The commission held off on approving a plan to send the statue to the New-York Historical Society as a long-term loan after some participants at a virtual public hearing said it should be moved to a different room in City Hall instead. The plan to loan the statue to the historical society for safekeeping and future display had seemed to be a done deal, but some members of the commission said sending a piece of public art to a private museum that charges admission would set a bad precedent.

As there are more calls nationwide to do away with statues of people with ties to slavery or racism, some City COuncil members are calling for a statue of President Thomas Jefferson to be removed from chambers in City Hall. NBC New York's Melissa Russo reports.

“It is a piece of public art. It is under our jurisdiction. And we need to be thoughtful about where it should go,” said board president Signe Nielson.

The Black, Latino and Asian Caucus of the Council said in a statement the city government should "resolve that the individuals memorialized within the confines of our People’s House be reflective not only of the best traditions of our city’s history and its diversity but unquestionable character.”

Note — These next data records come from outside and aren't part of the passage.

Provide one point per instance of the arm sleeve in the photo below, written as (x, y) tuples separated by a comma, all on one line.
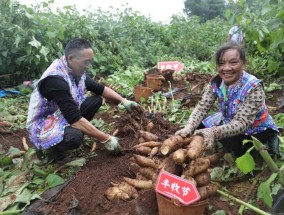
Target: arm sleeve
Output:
[(201, 109), (57, 89), (93, 86), (245, 115)]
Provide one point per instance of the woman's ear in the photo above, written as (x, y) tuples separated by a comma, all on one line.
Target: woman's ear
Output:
[(70, 58)]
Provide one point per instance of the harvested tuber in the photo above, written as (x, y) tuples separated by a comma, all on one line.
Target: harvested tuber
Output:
[(148, 136), (202, 179), (189, 178), (143, 150), (140, 184), (197, 166), (127, 188), (115, 193), (150, 144), (154, 151), (195, 147), (145, 162), (171, 144), (134, 167), (148, 172), (180, 156), (170, 166), (214, 158), (207, 191)]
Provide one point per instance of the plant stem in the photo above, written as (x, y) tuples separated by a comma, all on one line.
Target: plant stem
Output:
[(10, 212), (255, 209), (250, 191), (265, 155)]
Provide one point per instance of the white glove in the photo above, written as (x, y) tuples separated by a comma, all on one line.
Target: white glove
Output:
[(112, 145), (209, 137), (128, 105), (186, 131)]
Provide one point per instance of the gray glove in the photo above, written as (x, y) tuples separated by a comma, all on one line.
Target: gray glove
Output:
[(186, 131), (209, 137), (128, 105), (112, 145)]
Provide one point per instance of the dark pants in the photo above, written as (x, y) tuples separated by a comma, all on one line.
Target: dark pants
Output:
[(235, 144), (73, 137)]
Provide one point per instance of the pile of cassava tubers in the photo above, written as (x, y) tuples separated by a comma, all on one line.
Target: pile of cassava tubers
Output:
[(177, 155)]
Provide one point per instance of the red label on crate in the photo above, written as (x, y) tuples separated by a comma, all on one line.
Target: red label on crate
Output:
[(176, 187), (173, 65)]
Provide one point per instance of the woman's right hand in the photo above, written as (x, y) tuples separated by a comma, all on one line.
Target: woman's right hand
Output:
[(186, 131)]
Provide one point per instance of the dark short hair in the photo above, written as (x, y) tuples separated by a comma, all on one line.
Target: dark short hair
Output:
[(76, 45), (227, 46)]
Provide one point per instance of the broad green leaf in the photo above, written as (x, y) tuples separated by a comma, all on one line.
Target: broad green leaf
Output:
[(266, 10), (10, 199), (51, 35), (35, 43), (24, 197), (14, 151), (4, 53), (263, 191), (17, 41), (44, 51), (217, 173), (54, 180), (245, 163), (78, 162), (219, 212)]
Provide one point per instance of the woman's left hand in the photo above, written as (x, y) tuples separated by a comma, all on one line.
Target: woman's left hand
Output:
[(209, 137)]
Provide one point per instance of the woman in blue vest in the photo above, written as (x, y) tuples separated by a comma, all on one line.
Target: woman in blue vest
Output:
[(60, 113), (242, 111)]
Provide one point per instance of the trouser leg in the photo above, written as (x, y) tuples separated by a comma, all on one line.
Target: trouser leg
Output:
[(73, 137), (72, 140), (90, 106)]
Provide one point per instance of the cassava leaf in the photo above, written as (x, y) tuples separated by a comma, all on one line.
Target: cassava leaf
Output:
[(245, 163), (264, 192)]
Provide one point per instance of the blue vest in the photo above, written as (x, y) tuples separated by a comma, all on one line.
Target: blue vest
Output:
[(236, 97), (45, 122)]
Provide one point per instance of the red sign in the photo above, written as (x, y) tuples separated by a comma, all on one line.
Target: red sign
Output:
[(176, 187), (173, 65)]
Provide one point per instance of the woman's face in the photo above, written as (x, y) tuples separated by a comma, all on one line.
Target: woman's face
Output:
[(230, 66), (81, 62)]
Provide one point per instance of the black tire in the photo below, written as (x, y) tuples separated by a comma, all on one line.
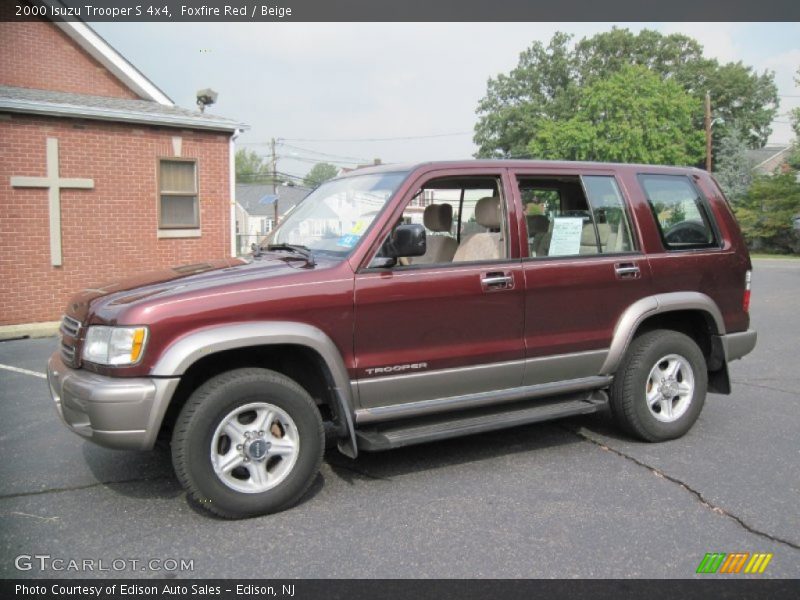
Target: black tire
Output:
[(632, 383), (204, 412)]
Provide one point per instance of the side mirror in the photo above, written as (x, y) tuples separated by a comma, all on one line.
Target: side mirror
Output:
[(405, 240)]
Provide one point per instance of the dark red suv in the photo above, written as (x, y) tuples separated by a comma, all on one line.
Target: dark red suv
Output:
[(408, 304)]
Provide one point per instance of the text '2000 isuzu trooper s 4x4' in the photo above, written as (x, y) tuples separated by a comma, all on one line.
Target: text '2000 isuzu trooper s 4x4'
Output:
[(408, 304)]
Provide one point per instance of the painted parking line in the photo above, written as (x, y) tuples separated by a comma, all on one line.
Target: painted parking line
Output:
[(23, 371)]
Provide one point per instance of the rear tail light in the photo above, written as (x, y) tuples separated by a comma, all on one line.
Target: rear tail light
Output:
[(746, 300)]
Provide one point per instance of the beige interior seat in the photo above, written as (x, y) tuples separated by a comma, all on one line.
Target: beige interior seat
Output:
[(488, 245), (438, 248)]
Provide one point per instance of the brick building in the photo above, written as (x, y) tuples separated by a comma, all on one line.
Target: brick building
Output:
[(101, 175)]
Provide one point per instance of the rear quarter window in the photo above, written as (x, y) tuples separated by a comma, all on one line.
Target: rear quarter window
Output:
[(680, 211)]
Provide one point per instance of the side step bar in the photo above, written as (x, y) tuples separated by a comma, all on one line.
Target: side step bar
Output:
[(420, 432)]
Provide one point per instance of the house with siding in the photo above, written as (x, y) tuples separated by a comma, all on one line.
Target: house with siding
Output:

State Assembly Member Charles Barron, a Democrat who first demanded the statue’s removal in 2001 when he was on the City Council, said at the Zoom public hearing that Jefferson was “a slaveholding pedophile who should not be honored with a statue.”

Barron was referring to historical evidence that Jefferson fathered at least six children with Sally Hemings, an enslaved woman who was his late wife’s half sister. The sexual relationship between Jefferson and Hemings, now generally accepted as a fact by historians of the era, began when Hemings was in her teens.

Jefferson, the nation's third president, has become a contentious figure in recent years as advocates for racial justice have demanded the removal of statues of Confederate generals and others who carried out racist policies.

Although Jefferson wrote that “all men are created equal” in the Declaration of Independence, he did not support the emancipation of enslaved Africans and owned hundreds of slaves himself.

City Hall's Jefferson statue is a painted plaster model of the statue by French sculptor Pierre-Jean David d’Angers that stands in the Capitol rotunda of the U.S. Congress. It depicts the founding father with a pen in one hand and the Declaration of Independence in the other.

The statue has been in the City Council chamber since 1915, after it was gifted to the city 80 years earlier by Uriah Philips Levy, the first Jewish commodore of the U.S. Navy, as a way to celebrate the founding father's stance on religious freedom.

A group of historians including Sean Wilentz, author of books including “No Property in Man: Slavery and Antislavery at the Nation’s Founding,” argued in a letter to the Public Design Commission that the statue should be moved to the Governor's Room in City Hall, its original home.

“Locating the statue for viewing in the Governor’s Room, where it was originally placed and apparently stood for much of its history, would be the most reasonable compromise,” the historians wrote.

The statue's final destination will be ironed out by the end of the year, the commission said.